Financial governance on delivery work: CapEx/OpEx, labor cost, budget vs. actuals, and project profitability.
Capacity realism on Jira artifacts through planned vs. actual dashboards.
AI for delivery via named Atlassian Rovo agents – Timesheets Worklog Assistant, Timesheets Summary Analyzer, Time Insights for Jira, Structure View Builder, and Structure Formula Assistant – across time, variance, and workload (Rovo runs on paid Atlassian Cloud plans; full credit allocations on Premium and Enterprise).
Ideal customer for each tool
Choose Tempo if:
Jira is the delivery backbone and you need execution-native portfolio intelligence.
PMO, finance, or FP&A want auditable controls on delivery cost and capacity.
You need a short path from purchase to governance value.
You want AI time and capacity insights through named Rovo agents like Timesheets Worklog Assistant and Structure View Builder (available on paid Atlassian Cloud plans; full credits on Premium and Enterprise).
Choose Celonis if:
Your problem is cross-functional process transformation – supply chain, AP, IT operations.
Your buyer is enterprise transformation, not delivery governance.

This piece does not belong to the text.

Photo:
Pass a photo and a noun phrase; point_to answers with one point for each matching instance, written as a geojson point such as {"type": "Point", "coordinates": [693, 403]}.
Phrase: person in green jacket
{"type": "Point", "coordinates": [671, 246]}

You have the patience and budget for "Analyze → Design → Operate" transformation cycles.
You need enterprise-scale AI on processes outside Jira.
When should you choose Tempo vs. Celonis?
Criterion | Choose Celonis | Choose Tempo |
|---|---|---|
Scope | Cross-functional enterprise processes | Delivery portfolios in Jira |
Time-to-value | Longer transformation cycles | Modular, measured in weeks |
Primary buyer | Enterprise transformation office | PMO, delivery leaders, finance/FP&A |
Recap
Celonis and Tempo answer different portfolio questions. Celonis sells process intelligence across enterprise operations. Tempo is a modular alternative for the delivery-portfolio piece – portfolio governance, financial controls, capacity, and time inside Jira.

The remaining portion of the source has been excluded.